Even with detailed reports, human programmers still need an average of two full weeks to fix a single high-risk vulnerability.

Currently, out of the 1,129 vulnerabilities Anthropic submitted to open-source authors, only 75 high-risk ones have been successfully patched. The current security ecosystem is severely overloaded!

Fight Fire with Fire: Anthropic's Defense

Since humans can't keep up with fixing them, fight fire with fire.

Anthropic decisively unveiled its "Defender Toolkit" plan.

First is the heavy-weight launch of Claude Security.

This is an automation marvel built specifically for Claude Enterprise customers. Its logic is: I not only help you find vulnerabilities in your codebase, but I also directly write the fix patches for you.

Within just three weeks of launch, enterprise customers have already used Opus 4.7 to fix over 2100 vulnerabilities at lightning speed!

Next is the "Network Verification Program."

Anthropic now allows professional white-hats, penetration testers, and red/blue teams to legally and compliantly lift certain "security restraints" on the Claude model for legitimate vulnerability research and test range activities.

More interestingly, Anthropic directly open-sourced a "BUG-finding pipeline."

1 Customized Instructions (Skills): Teach you how to keep the AI focused for deep code review.
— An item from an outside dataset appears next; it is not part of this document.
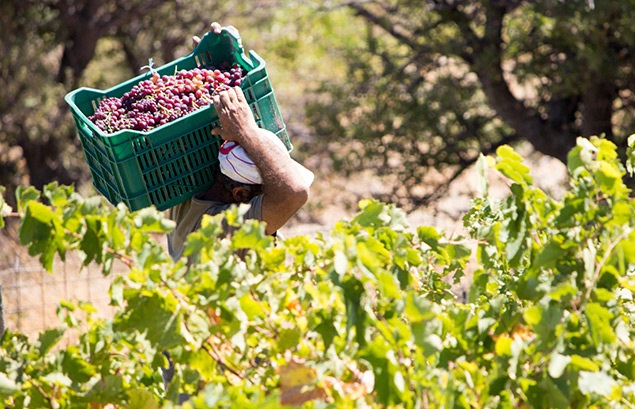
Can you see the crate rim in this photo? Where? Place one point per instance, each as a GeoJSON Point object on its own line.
{"type": "Point", "coordinates": [259, 64]}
2 Automation Framework (Harness): A command system enabling Claude to automatically traverse massive codebases, clone sub-agents for parallel scanning, automatically triage vulnerabilities, and generate reports.

3 Threat Model Builder: Simply throw your code in, and the AI automatically identifies the system's most vulnerable "soft spots," prioritizing them for defense.

Internet giant Cisco also stepped forward, announcing the open-sourcing of the "Foundry Security Spec" system to build security assessment defenses similar to Mythos.

From now on, it will be: AI finds vulnerabilities, then AI generates patches, with humans only responsible for final review.

This is the ultimate future form of cybersecurity.

The Sword of Damocles: When Will Mythos Be Publicly Released?

So, when exactly will Claude Mythos be officially released to the public?

Anthropic's current stance remains very cautious.

They state that once "more powerful, higher-level safety guardrails" are built, Mythos-level models will inevitably be pushed for full public release!

It cannot be released now because it is simply too dangerous.

As the XBOW test report states: Mythos Preview achieves "generational leaps ahead of all existing models" in web vulnerability exploitation benchmarks, even demonstrating "absolutely unprecedented precision" in every single token generation.

Anthropic is very clear that currently, no company in the world possesses security mechanisms strong enough to 100% ensure this model won't be abused.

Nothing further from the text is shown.